Ogun State - Sagamu Judicial Division, claimed for himself and on behalf of Ogunmolu Asanalasaro family of Iperu against the respondents who were defendants as follows:-

(i)             Declaration that the plaintiff’s family is entitled to the right of occupancy of Ipa village and farmland having boundaries with

(1) Soyindo homestead (2) Idotun homestead (3) Iperu

homestead and (4) Ilishan homestead by inheritance from one Ogunmolu alias Asanalasaro being the first settler on the said land.

(ii)           Perpetual injunction to restrain the defendants jointly, severally, their agents, servants, and/or privies from committing and/or doing anything whatsoever on the said farmland.

It was the appellant’s case that his progenitor Ogunmolu, otherwise referred to as Asanalasaro - a blacksmith by profession - was the first settler in Ipa village. The plaintiff/appellant gave a traditional history of the Ogunnolu’s family connection - with Ipa village - the land in dispute. The 1 st, 2nd and 4th respondents and defendants in their twenty-three paragraph joint statement of defence pleaded traditional history of their family’s connection to the land in dispute through one Ogunlade who was a warrior and a blacksmith. He was the defendants’ ancestor. He settled on the land and had children Soku, Onotu and Lojo. They traced that the plaintiff/ appellant’s family belong to the Soku branch of their family. The defendants/ respondents however pleaded the defence of res judicata and estoppel. The respondents brought an application dated the 8th of April, 1998 praying the court to dismiss the appellant’s claims on the grounds that:-

(1)           The appellant’s claim on the statement of claim is embarrassing, scandalous or vexatious and therefore an abuse of the processes of the court.

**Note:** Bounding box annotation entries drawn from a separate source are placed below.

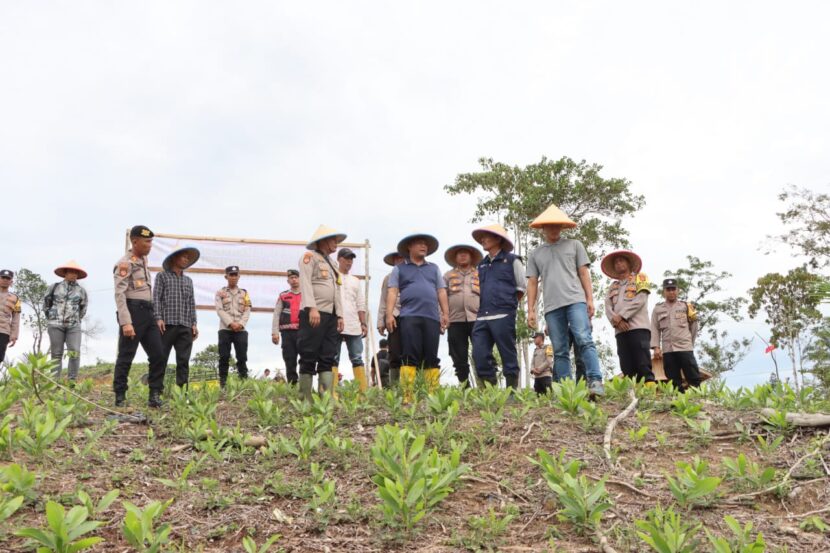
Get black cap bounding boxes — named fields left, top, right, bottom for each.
left=130, top=225, right=155, bottom=238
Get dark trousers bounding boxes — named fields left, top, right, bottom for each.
left=473, top=313, right=519, bottom=378
left=280, top=330, right=300, bottom=384
left=399, top=317, right=441, bottom=369
left=447, top=321, right=476, bottom=384
left=161, top=325, right=193, bottom=386
left=617, top=328, right=654, bottom=382
left=219, top=330, right=248, bottom=384
left=533, top=376, right=552, bottom=396
left=0, top=334, right=11, bottom=363
left=112, top=300, right=165, bottom=395
left=299, top=308, right=340, bottom=376
left=663, top=351, right=701, bottom=390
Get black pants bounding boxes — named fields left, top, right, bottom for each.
left=663, top=351, right=701, bottom=390
left=447, top=321, right=475, bottom=384
left=0, top=334, right=11, bottom=363
left=400, top=317, right=441, bottom=369
left=617, top=328, right=654, bottom=382
left=280, top=330, right=300, bottom=384
left=219, top=330, right=248, bottom=384
left=161, top=325, right=193, bottom=386
left=299, top=308, right=340, bottom=376
left=112, top=300, right=165, bottom=395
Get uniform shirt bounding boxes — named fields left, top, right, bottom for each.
left=113, top=249, right=153, bottom=326
left=340, top=275, right=366, bottom=336
left=605, top=273, right=650, bottom=334
left=651, top=301, right=699, bottom=353
left=378, top=273, right=401, bottom=326
left=300, top=251, right=343, bottom=317
left=43, top=280, right=89, bottom=326
left=153, top=271, right=196, bottom=326
left=389, top=259, right=447, bottom=321
left=216, top=286, right=251, bottom=330
left=527, top=238, right=591, bottom=313
left=530, top=345, right=553, bottom=378
left=0, top=290, right=20, bottom=340
left=444, top=267, right=481, bottom=323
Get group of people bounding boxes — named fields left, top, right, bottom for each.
left=0, top=201, right=701, bottom=407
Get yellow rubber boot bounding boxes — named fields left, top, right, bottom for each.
left=424, top=369, right=441, bottom=394
left=401, top=365, right=415, bottom=403
left=352, top=365, right=369, bottom=392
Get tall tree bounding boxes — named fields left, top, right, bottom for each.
left=749, top=267, right=822, bottom=388
left=14, top=268, right=48, bottom=353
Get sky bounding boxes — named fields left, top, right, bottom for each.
left=0, top=0, right=830, bottom=385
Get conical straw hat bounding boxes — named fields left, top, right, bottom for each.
left=473, top=223, right=513, bottom=252
left=530, top=205, right=576, bottom=228
left=305, top=225, right=346, bottom=250
left=55, top=259, right=86, bottom=280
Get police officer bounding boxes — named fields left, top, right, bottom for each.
left=600, top=250, right=655, bottom=385
left=651, top=278, right=702, bottom=390
left=271, top=269, right=303, bottom=384
left=112, top=225, right=165, bottom=408
left=0, top=269, right=20, bottom=363
left=215, top=265, right=251, bottom=388
left=299, top=225, right=346, bottom=401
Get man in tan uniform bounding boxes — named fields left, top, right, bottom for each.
left=651, top=278, right=702, bottom=390
left=299, top=225, right=346, bottom=401
left=601, top=250, right=655, bottom=385
left=0, top=269, right=20, bottom=363
left=444, top=244, right=482, bottom=386
left=112, top=225, right=165, bottom=408
left=215, top=265, right=251, bottom=388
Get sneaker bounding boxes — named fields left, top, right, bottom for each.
left=588, top=380, right=605, bottom=397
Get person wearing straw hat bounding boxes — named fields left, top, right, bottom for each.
left=299, top=225, right=346, bottom=401
left=43, top=260, right=89, bottom=383
left=600, top=250, right=654, bottom=385
left=386, top=233, right=449, bottom=402
left=527, top=205, right=605, bottom=397
left=378, top=251, right=405, bottom=386
left=153, top=247, right=201, bottom=388
left=271, top=269, right=303, bottom=384
left=0, top=269, right=20, bottom=363
left=651, top=278, right=705, bottom=391
left=473, top=224, right=527, bottom=390
left=444, top=244, right=482, bottom=386
left=214, top=265, right=251, bottom=388
left=112, top=225, right=165, bottom=408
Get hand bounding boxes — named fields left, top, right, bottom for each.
left=308, top=307, right=320, bottom=328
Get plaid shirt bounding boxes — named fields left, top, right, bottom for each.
left=153, top=271, right=196, bottom=326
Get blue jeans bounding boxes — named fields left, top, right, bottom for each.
left=545, top=302, right=602, bottom=382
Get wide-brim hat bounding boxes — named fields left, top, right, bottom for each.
left=444, top=244, right=484, bottom=267
left=383, top=252, right=406, bottom=267
left=161, top=246, right=202, bottom=271
left=473, top=223, right=513, bottom=252
left=305, top=225, right=346, bottom=250
left=530, top=205, right=576, bottom=228
left=55, top=259, right=87, bottom=280
left=599, top=250, right=643, bottom=278
left=398, top=232, right=438, bottom=258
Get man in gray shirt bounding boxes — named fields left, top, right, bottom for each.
left=527, top=205, right=605, bottom=396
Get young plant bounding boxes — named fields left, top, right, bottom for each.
left=15, top=501, right=104, bottom=553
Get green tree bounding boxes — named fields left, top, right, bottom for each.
left=749, top=267, right=821, bottom=388
left=14, top=268, right=49, bottom=353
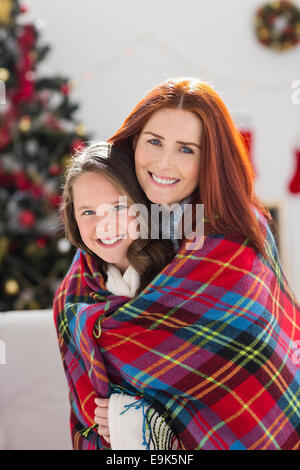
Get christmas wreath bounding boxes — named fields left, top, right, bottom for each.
left=255, top=0, right=300, bottom=52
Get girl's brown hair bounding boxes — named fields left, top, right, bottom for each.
left=60, top=142, right=175, bottom=293
left=108, top=78, right=272, bottom=259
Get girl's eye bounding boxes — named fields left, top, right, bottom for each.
left=181, top=147, right=194, bottom=153
left=148, top=139, right=160, bottom=145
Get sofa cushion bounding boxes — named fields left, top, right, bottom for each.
left=0, top=310, right=72, bottom=450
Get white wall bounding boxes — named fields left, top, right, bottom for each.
left=24, top=0, right=300, bottom=298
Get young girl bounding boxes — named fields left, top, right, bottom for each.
left=62, top=142, right=180, bottom=449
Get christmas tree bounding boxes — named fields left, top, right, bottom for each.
left=0, top=0, right=90, bottom=311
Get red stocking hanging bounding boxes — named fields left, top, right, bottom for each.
left=289, top=148, right=300, bottom=194
left=240, top=129, right=257, bottom=176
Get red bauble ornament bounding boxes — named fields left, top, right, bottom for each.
left=289, top=149, right=300, bottom=194
left=13, top=171, right=31, bottom=191
left=19, top=209, right=35, bottom=228
left=36, top=238, right=46, bottom=248
left=60, top=84, right=70, bottom=95
left=49, top=163, right=61, bottom=176
left=0, top=124, right=11, bottom=150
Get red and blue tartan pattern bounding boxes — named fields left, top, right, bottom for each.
left=54, top=210, right=300, bottom=450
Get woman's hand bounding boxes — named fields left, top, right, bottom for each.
left=94, top=398, right=110, bottom=443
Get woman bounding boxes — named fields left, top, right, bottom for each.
left=54, top=79, right=300, bottom=449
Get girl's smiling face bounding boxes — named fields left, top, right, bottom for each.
left=134, top=108, right=202, bottom=204
left=72, top=171, right=135, bottom=272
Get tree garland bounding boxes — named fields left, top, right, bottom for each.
left=255, top=0, right=300, bottom=52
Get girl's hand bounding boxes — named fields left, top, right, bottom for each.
left=94, top=398, right=110, bottom=443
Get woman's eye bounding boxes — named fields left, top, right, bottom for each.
left=148, top=139, right=160, bottom=145
left=181, top=147, right=194, bottom=153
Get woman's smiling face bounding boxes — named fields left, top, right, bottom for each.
left=134, top=108, right=202, bottom=204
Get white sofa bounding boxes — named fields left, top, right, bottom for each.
left=0, top=310, right=72, bottom=450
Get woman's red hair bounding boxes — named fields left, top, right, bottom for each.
left=108, top=78, right=272, bottom=258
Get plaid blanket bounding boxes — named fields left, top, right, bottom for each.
left=54, top=210, right=300, bottom=450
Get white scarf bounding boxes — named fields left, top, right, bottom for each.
left=106, top=264, right=140, bottom=298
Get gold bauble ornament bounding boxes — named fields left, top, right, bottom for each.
left=4, top=279, right=20, bottom=295
left=0, top=67, right=10, bottom=82
left=0, top=0, right=13, bottom=25
left=75, top=124, right=86, bottom=136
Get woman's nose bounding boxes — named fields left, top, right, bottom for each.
left=157, top=150, right=173, bottom=170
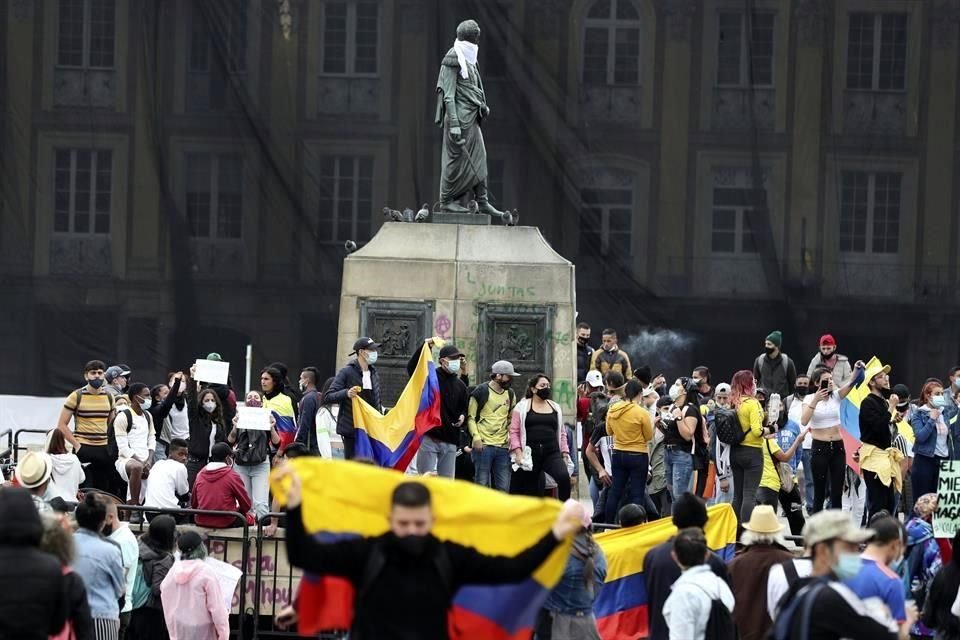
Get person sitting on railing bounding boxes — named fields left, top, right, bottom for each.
left=190, top=442, right=254, bottom=529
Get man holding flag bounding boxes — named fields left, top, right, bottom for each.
left=274, top=461, right=584, bottom=640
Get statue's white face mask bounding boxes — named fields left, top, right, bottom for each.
left=453, top=40, right=480, bottom=78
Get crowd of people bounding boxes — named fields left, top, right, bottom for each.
left=0, top=323, right=960, bottom=640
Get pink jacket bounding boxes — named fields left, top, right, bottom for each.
left=510, top=398, right=570, bottom=454
left=160, top=560, right=230, bottom=640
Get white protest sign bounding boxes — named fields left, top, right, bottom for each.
left=193, top=359, right=230, bottom=384
left=203, top=556, right=243, bottom=612
left=933, top=460, right=960, bottom=538
left=237, top=405, right=270, bottom=431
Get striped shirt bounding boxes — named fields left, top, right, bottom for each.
left=63, top=389, right=113, bottom=447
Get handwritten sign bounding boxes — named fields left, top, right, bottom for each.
left=237, top=405, right=270, bottom=431
left=204, top=556, right=243, bottom=612
left=193, top=359, right=230, bottom=384
left=933, top=460, right=960, bottom=538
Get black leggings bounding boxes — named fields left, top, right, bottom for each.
left=810, top=440, right=847, bottom=513
left=510, top=440, right=570, bottom=501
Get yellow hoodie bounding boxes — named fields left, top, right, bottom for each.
left=607, top=400, right=653, bottom=453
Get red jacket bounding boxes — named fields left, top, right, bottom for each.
left=190, top=462, right=253, bottom=529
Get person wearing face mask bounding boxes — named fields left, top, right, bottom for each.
left=908, top=380, right=960, bottom=496
left=407, top=338, right=470, bottom=478
left=753, top=331, right=797, bottom=402
left=57, top=360, right=115, bottom=491
left=190, top=442, right=253, bottom=529
left=590, top=329, right=633, bottom=380
left=187, top=367, right=227, bottom=489
left=323, top=338, right=383, bottom=460
left=604, top=378, right=653, bottom=524
left=577, top=322, right=594, bottom=383
left=807, top=333, right=854, bottom=387
left=150, top=371, right=190, bottom=462
left=510, top=373, right=570, bottom=500
left=844, top=514, right=907, bottom=624
left=771, top=510, right=917, bottom=640
left=277, top=465, right=584, bottom=640
left=113, top=382, right=157, bottom=522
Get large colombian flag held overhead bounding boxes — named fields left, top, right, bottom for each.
left=353, top=338, right=443, bottom=471
left=272, top=458, right=570, bottom=640
left=593, top=504, right=737, bottom=640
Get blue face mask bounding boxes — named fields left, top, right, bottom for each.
left=833, top=553, right=862, bottom=581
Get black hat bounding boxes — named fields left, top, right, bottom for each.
left=440, top=344, right=464, bottom=359
left=350, top=338, right=380, bottom=356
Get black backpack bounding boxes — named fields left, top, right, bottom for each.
left=713, top=407, right=747, bottom=445
left=697, top=584, right=737, bottom=640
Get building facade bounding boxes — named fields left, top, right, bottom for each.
left=0, top=0, right=960, bottom=393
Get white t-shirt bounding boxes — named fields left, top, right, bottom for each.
left=143, top=459, right=190, bottom=509
left=801, top=391, right=840, bottom=429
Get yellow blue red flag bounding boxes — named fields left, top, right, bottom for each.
left=593, top=504, right=737, bottom=640
left=353, top=344, right=440, bottom=471
left=272, top=458, right=570, bottom=640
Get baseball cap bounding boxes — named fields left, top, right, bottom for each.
left=803, top=509, right=874, bottom=549
left=350, top=338, right=380, bottom=355
left=587, top=369, right=603, bottom=387
left=440, top=344, right=463, bottom=358
left=490, top=360, right=517, bottom=376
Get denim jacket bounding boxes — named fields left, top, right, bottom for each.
left=910, top=407, right=960, bottom=460
left=543, top=532, right=607, bottom=616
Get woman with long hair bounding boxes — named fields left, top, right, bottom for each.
left=730, top=369, right=764, bottom=523
left=800, top=367, right=857, bottom=513
left=227, top=391, right=280, bottom=520
left=47, top=429, right=86, bottom=502
left=910, top=380, right=960, bottom=496
left=510, top=373, right=570, bottom=500
left=187, top=368, right=228, bottom=490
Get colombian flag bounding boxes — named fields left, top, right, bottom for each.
left=353, top=339, right=441, bottom=471
left=840, top=356, right=884, bottom=475
left=273, top=458, right=570, bottom=640
left=593, top=504, right=737, bottom=640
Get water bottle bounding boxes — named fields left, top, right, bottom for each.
left=767, top=393, right=780, bottom=424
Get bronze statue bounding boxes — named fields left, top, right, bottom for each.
left=436, top=20, right=515, bottom=224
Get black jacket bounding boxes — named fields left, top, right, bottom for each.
left=187, top=388, right=227, bottom=460
left=407, top=351, right=470, bottom=445
left=287, top=507, right=558, bottom=640
left=643, top=538, right=730, bottom=640
left=577, top=342, right=593, bottom=384
left=323, top=360, right=382, bottom=438
left=0, top=488, right=69, bottom=640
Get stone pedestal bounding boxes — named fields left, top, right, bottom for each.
left=337, top=222, right=576, bottom=424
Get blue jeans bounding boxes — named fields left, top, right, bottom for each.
left=417, top=436, right=457, bottom=478
left=605, top=450, right=650, bottom=524
left=470, top=445, right=510, bottom=492
left=663, top=445, right=693, bottom=500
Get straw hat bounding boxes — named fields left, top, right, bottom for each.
left=743, top=504, right=783, bottom=534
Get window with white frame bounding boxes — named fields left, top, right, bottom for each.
left=579, top=186, right=634, bottom=262
left=840, top=171, right=903, bottom=254
left=710, top=167, right=767, bottom=254
left=583, top=0, right=642, bottom=85
left=317, top=156, right=373, bottom=244
left=53, top=149, right=113, bottom=234
left=717, top=11, right=774, bottom=87
left=320, top=0, right=380, bottom=76
left=185, top=153, right=243, bottom=240
left=57, top=0, right=116, bottom=69
left=847, top=13, right=907, bottom=91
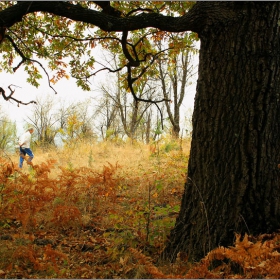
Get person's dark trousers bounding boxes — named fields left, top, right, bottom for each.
left=19, top=147, right=34, bottom=168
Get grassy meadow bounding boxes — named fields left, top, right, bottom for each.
left=0, top=139, right=280, bottom=279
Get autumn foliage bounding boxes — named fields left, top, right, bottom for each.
left=0, top=140, right=280, bottom=279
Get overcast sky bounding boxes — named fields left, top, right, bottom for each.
left=0, top=52, right=196, bottom=134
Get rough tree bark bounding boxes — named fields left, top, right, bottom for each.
left=164, top=2, right=280, bottom=261
left=0, top=1, right=280, bottom=260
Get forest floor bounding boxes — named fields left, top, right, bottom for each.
left=0, top=140, right=280, bottom=279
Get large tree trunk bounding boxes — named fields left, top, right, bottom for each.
left=165, top=2, right=280, bottom=261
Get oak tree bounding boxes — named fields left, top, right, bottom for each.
left=0, top=1, right=280, bottom=260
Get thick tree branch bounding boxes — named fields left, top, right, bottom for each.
left=0, top=1, right=236, bottom=33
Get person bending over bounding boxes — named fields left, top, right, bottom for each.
left=19, top=127, right=34, bottom=168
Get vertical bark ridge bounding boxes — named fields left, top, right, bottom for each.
left=165, top=2, right=280, bottom=260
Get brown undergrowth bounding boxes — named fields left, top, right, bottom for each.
left=0, top=140, right=280, bottom=279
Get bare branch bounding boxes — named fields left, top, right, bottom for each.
left=0, top=85, right=37, bottom=107
left=5, top=34, right=57, bottom=94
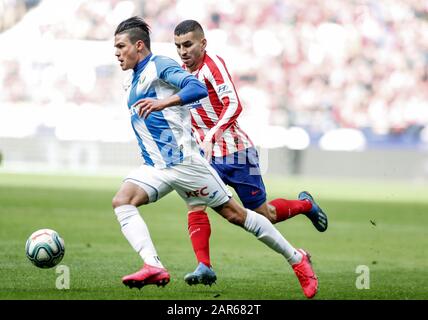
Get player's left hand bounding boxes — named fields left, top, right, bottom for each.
left=201, top=140, right=213, bottom=163
left=132, top=98, right=167, bottom=119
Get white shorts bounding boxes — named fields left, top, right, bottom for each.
left=123, top=154, right=232, bottom=208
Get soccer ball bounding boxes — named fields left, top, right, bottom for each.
left=25, top=229, right=65, bottom=268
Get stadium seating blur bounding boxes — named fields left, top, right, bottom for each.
left=0, top=0, right=428, bottom=175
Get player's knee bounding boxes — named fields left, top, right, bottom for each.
left=223, top=206, right=246, bottom=226
left=111, top=194, right=131, bottom=209
left=226, top=212, right=245, bottom=226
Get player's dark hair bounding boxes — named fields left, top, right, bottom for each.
left=174, top=20, right=204, bottom=36
left=114, top=16, right=150, bottom=50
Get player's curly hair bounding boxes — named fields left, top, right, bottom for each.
left=114, top=16, right=150, bottom=50
left=174, top=20, right=204, bottom=36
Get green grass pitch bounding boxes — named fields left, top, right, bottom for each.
left=0, top=173, right=428, bottom=300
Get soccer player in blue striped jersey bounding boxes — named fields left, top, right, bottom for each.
left=112, top=17, right=318, bottom=298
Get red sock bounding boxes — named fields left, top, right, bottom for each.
left=187, top=211, right=211, bottom=267
left=269, top=198, right=312, bottom=222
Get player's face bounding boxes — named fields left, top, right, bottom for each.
left=174, top=31, right=207, bottom=72
left=114, top=33, right=139, bottom=70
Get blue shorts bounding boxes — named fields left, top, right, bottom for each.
left=211, top=148, right=266, bottom=210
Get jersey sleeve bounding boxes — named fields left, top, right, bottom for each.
left=155, top=57, right=208, bottom=105
left=204, top=57, right=242, bottom=142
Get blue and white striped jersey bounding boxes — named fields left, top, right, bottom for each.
left=127, top=54, right=208, bottom=168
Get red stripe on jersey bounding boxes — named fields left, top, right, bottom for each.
left=195, top=107, right=215, bottom=129
left=230, top=126, right=245, bottom=150
left=192, top=116, right=205, bottom=142
left=205, top=79, right=223, bottom=119
left=236, top=127, right=254, bottom=146
left=219, top=97, right=242, bottom=131
left=204, top=54, right=224, bottom=85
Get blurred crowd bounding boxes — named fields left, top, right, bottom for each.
left=0, top=0, right=428, bottom=144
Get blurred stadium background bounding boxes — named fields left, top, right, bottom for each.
left=0, top=0, right=428, bottom=300
left=0, top=0, right=428, bottom=181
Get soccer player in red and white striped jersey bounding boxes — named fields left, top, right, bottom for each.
left=174, top=20, right=327, bottom=284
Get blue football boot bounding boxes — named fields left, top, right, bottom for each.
left=299, top=191, right=328, bottom=232
left=184, top=262, right=217, bottom=286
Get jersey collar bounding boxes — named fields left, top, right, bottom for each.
left=134, top=53, right=153, bottom=73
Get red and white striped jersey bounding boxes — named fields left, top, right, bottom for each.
left=184, top=53, right=253, bottom=157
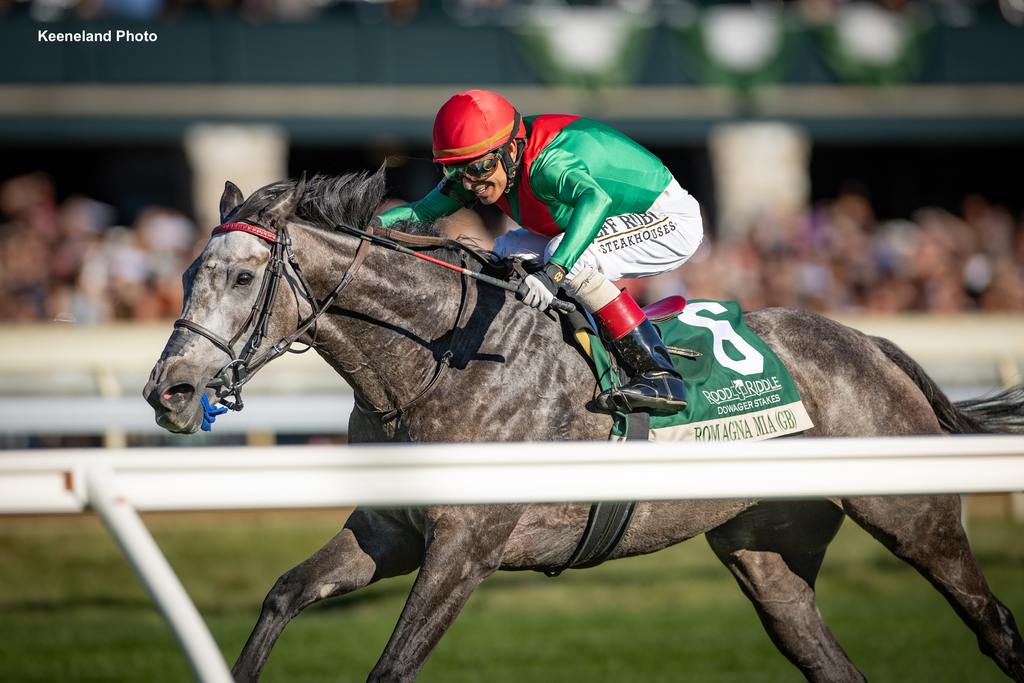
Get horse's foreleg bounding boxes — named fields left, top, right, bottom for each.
left=843, top=496, right=1024, bottom=682
left=231, top=509, right=423, bottom=681
left=368, top=505, right=523, bottom=681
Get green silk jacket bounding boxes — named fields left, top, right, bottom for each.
left=380, top=114, right=672, bottom=270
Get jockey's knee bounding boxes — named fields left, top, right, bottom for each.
left=565, top=266, right=618, bottom=313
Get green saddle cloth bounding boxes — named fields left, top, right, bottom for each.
left=588, top=299, right=814, bottom=441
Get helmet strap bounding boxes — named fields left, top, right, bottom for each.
left=499, top=112, right=523, bottom=195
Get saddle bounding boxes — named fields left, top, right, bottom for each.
left=544, top=295, right=686, bottom=578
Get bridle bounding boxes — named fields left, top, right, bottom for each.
left=174, top=221, right=373, bottom=411
left=174, top=215, right=477, bottom=423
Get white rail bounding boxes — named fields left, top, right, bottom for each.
left=6, top=436, right=1024, bottom=513
left=0, top=436, right=1024, bottom=683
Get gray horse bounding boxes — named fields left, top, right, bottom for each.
left=144, top=167, right=1024, bottom=681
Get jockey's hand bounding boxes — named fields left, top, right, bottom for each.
left=516, top=263, right=565, bottom=310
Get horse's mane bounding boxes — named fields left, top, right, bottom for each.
left=236, top=167, right=443, bottom=237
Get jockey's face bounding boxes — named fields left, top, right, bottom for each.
left=462, top=140, right=518, bottom=204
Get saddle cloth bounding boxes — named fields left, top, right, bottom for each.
left=577, top=297, right=814, bottom=441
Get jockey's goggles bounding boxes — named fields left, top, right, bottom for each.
left=441, top=151, right=501, bottom=180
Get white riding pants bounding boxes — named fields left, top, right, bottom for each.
left=494, top=179, right=703, bottom=288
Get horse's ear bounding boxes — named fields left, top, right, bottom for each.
left=220, top=180, right=245, bottom=223
left=260, top=178, right=306, bottom=226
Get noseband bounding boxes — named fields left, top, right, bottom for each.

(2)           That the plaintiff/appellant is bound and caught by the doctrine of (a) res judicata (b) estoppel.

The respondents relied on the grounds deposed to in their affidavit in support. The appellant however opposed the application for the reasons that the defence of estoppel and res judicata cannot be sustained in that the parties are not the same and the reliefs sought in the two suits are different. The learned trial Judge in his considered ruling dismissed the appellant’s claim. Being dissatisfied with this ruling delivered on the 25th of November, 1999 dismissing his claims, the appellant has now appealed to the Court of Appeal.